Lucye Rafferty/The Hoya Former Secretary of State and SFS professor adeleine Albright addressed a capacity crowd Thursday night in Gaston, stressing the value of individual rights and dangers posed by terrorism and hate.

Madeleine Albright, Mortara Distinguished Professor of Diplomacy for the School of Foreign Service and former Secretary of State, delivered a speech on terrorism, disease and U.S. foreign policy yesterday to more than 700 Georgetown students and faculty in Gaston Hall. The doors to Gaston were closed until 15 minutes before the speech began, leaving a line of students that stretched from Healy to Lauinger Library.

Albright opened her discussion with references to her years at Wellesley College in Massachusetts, describing how the bipolar Cold War era marked a shocking contrast in comparison to today’s complex international system. Back then, it was a “period of innocence, the distinctions were clear,” she said.

Today, terrorism and indifference are just a small part of the complicated international system, Albright said.

“The world is watching to see if democracy can succeed in places such as Africa, Liberia and California,” she said, eliciting laughter and applause from the crowd.

“Human dignity and respect for the individual must be the focus of everything,” Albright said, quoting a statement her father often repeated.

Albright lashed out at Attorney General John Ashcroft, who she called “the most dangerous man in America,” adding, “I might get fired for saying this.”

Often when Americans are in discussions about international treaties, she said, the question is not about how these new policies will help the individual, but how the U.S. itself benefits from the treaties.

Albright said the United States “cannot afford to be silent” in fighting terrorism, stressing the sanctity of individuals throughout the world.

“We need to be relentless making the case that terrorism is always wrong – like genocide [and] apartheid,” she said.

Terrorism, however, was only the starting point in a list of global troubles.

“Indifference, like hate, is a product of the mind’s perversion,” she said.

Dubbing it her own “axis of evil,” Albright demanded that the ills of poverty, ignorance and disease – things that cause more avoidable deaths than terror – be stopped. Albright, who served as the permanent representative to the United Nations from 1993 to 1997, demanded that America play a larger role in humanitarian issues. She insisted that the United States pursue solutions to these international crises relentlessly.

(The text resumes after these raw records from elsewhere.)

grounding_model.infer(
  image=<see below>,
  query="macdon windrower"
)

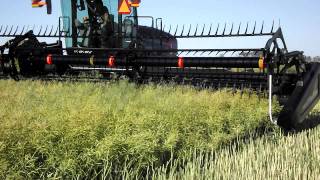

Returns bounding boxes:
[0,0,320,130]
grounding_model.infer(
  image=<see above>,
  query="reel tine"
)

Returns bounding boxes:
[187,24,191,37]
[7,25,13,36]
[246,50,251,56]
[49,25,53,36]
[174,25,178,36]
[244,22,249,35]
[201,24,206,36]
[2,25,8,36]
[223,51,228,56]
[193,51,199,55]
[168,24,171,34]
[260,21,264,34]
[208,23,212,36]
[270,20,274,33]
[180,25,184,36]
[194,24,198,36]
[279,19,281,28]
[38,26,42,36]
[12,26,19,36]
[237,22,241,35]
[20,26,29,36]
[215,23,220,35]
[43,25,48,36]
[222,23,227,36]
[252,21,257,34]
[229,23,233,36]
[54,27,59,36]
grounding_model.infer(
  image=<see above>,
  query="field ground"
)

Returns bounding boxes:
[0,81,320,179]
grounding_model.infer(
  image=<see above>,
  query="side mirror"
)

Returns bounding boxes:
[32,0,52,14]
[79,0,86,11]
[46,0,52,14]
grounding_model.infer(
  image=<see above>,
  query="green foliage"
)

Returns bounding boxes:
[0,81,268,179]
[152,128,320,180]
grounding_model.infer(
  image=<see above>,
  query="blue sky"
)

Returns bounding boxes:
[0,0,320,56]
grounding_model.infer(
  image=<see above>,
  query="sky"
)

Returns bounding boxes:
[0,0,320,56]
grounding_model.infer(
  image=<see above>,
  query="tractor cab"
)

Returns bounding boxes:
[60,0,138,48]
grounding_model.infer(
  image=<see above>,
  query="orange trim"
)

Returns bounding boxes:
[108,56,116,67]
[118,0,131,14]
[258,56,266,70]
[46,54,53,65]
[178,57,184,69]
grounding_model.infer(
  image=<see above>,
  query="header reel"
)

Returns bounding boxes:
[0,15,320,129]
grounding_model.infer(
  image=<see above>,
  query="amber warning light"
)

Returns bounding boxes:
[118,0,141,14]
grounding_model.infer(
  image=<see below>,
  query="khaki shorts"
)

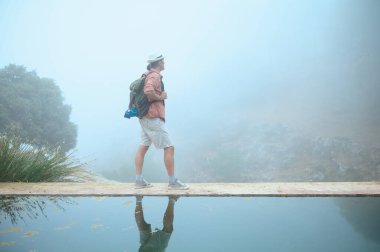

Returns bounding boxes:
[139,117,173,149]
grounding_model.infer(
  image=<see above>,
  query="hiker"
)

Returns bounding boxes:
[135,196,178,252]
[135,54,189,190]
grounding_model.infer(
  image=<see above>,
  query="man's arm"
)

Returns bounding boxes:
[145,90,168,101]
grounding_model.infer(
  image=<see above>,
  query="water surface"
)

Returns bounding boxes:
[0,197,380,252]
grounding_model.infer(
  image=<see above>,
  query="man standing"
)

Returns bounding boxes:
[135,54,189,190]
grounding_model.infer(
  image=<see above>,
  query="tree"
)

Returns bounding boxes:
[0,64,77,152]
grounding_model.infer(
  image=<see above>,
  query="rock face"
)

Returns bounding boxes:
[189,125,380,182]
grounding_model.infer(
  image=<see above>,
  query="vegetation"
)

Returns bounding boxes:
[0,65,77,152]
[0,135,92,182]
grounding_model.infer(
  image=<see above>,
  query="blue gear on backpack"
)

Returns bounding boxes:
[124,108,139,119]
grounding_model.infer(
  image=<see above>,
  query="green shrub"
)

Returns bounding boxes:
[0,135,92,182]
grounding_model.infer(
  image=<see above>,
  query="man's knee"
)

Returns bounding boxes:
[164,145,174,152]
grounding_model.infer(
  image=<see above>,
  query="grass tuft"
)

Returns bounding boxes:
[0,135,93,182]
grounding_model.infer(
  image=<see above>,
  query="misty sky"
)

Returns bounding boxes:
[0,0,380,175]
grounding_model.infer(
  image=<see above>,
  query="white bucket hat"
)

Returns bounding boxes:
[147,53,164,63]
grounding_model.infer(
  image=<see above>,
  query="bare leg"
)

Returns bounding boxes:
[135,145,149,175]
[164,146,174,176]
[162,197,175,234]
[135,197,149,230]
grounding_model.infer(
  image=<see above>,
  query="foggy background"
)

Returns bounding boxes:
[0,0,380,182]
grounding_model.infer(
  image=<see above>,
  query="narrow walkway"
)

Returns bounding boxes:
[0,182,380,197]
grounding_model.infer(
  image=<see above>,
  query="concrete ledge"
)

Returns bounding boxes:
[0,182,380,197]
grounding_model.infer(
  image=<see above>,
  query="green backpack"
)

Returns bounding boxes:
[128,72,164,118]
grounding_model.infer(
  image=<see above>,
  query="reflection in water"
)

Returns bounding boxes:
[0,196,75,224]
[336,197,380,244]
[135,196,178,252]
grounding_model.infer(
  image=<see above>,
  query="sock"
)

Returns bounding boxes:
[136,174,143,181]
[169,176,175,183]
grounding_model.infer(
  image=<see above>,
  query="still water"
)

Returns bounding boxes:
[0,197,380,252]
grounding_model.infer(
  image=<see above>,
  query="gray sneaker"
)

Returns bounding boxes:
[135,179,153,189]
[168,179,189,190]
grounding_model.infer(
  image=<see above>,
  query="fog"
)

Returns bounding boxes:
[0,0,380,182]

Evoking examples from her missions to Africa while Secretary of State during the Clinton administration, Albright suggested solutions to the AIDS epidemic. She called for brave leaders, aggressive education campaigns and, in a statement Albright said was “bold at a Catholic university,” access to contraceptives. She also recommended that the U.S. intervene in Liberia, Congo and Sudan, following the successful example set by the British in Sierra Leone.

Albright related her U.S. foreign policy schemes to the students in attendance. Georgetown University was founded upon Jesuit ideals, open to every class and every religion, Albright said. These are the same ideals, the same sanctity of the individual, that both students and policy makers must relentlessly pursue.